National Grid has outlined how it is working to tackle the “significant and rapid change” brought about by the clean energy transition.
Within its annual statement entitled ‘delivering our environmental future’, the organisation in charge of the UK’s electricity transmission system has put forward a number of ways in which it is working to better integrate greater quantities of renewable generation.
Highlighting the significant deployment of solar PV in recent years – the organisation states that there is now more than 11GW of solar connected to the grid – National Grid said it has both “seen and had to deal with” the changing face of the UK’s energy market.
It is principally achieving this through various frequency response mechanisms such as demand turn-up and EFR, although National Grid did also discuss two pilot projects it is hoping to learn from as they proceed.
National Grid is currently working alongside distribution network operators UK Power Networks (UKPN) and Western Power Distribution (WPD) to investigate whole-system constraints caused by significant intermittent generation, shifting its focus from its more traditional field at the transmission level.
Learnings from these projects will contribute towards both planning and operational timescales – intended to be published before the end of this year – and future code as well as commercial and regulatory frameworks.
A second project aims to maximise the use of distributed energy generation such as rooftop solar to resolve voltage constraints on the transmission system, with National Grid noting the significant potential of the 3.7GW of distributed generation currently attached to the grid.
UKPN is to work alongside National Grid on this project over the course of 2017 with findings expected to be implemented next year prior to a full project scope being delivered in 2019.
The project also intends to develop a route to market for distribution system operators (DSOs) to deliver similar solutions, coordinating activities within the existing system operation functions managed by National Grid.
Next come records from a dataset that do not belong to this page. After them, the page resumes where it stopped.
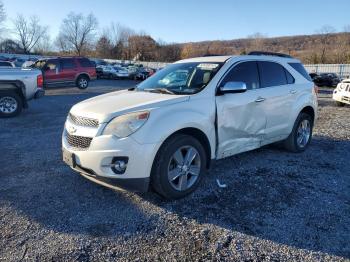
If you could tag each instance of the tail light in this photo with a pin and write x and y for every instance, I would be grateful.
(40, 81)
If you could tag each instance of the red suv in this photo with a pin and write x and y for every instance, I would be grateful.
(63, 71)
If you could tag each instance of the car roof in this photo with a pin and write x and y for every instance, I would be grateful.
(222, 59)
(213, 59)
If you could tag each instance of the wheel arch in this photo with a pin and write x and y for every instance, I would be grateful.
(310, 111)
(82, 74)
(16, 86)
(197, 134)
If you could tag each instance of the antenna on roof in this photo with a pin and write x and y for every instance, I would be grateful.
(269, 54)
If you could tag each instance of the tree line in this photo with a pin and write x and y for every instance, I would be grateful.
(80, 34)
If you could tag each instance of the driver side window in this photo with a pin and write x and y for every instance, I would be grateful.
(246, 72)
(52, 65)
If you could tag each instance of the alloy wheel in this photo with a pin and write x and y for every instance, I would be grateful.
(8, 105)
(184, 168)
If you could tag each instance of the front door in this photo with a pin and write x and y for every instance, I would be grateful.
(51, 72)
(68, 70)
(241, 119)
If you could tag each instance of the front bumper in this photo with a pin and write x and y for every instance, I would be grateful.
(40, 93)
(343, 97)
(95, 162)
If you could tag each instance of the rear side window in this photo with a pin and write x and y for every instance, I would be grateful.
(5, 64)
(84, 62)
(290, 78)
(301, 69)
(272, 74)
(67, 63)
(52, 64)
(246, 72)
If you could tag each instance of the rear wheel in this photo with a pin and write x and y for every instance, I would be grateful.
(11, 104)
(82, 82)
(301, 134)
(178, 167)
(339, 103)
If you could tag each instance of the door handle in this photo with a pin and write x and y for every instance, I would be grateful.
(260, 99)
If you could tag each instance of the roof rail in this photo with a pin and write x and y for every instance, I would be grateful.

While National Grid also paid testament to mechanisms such as demand turn-up and enhanced frequency response, the operator offered no assurances over whether or not a second EFR auction will run, as originally rumoured, or whether this will be rolled into a wider frequency response auction in the future.
Meanwhile the company also provided an update on its own decarbonisation initiatives, discussing a “refreshed” environmental strategy that was enacted earlier this year.
National Grid intends to decrease its carbon emissions by 80% against 1990 base levels by 2050 and is currently ahead of its interim targets.
Each of its individual business segments are set carbon targets each year in order to increase accountability, however the company did not discuss those in detail within the recent update.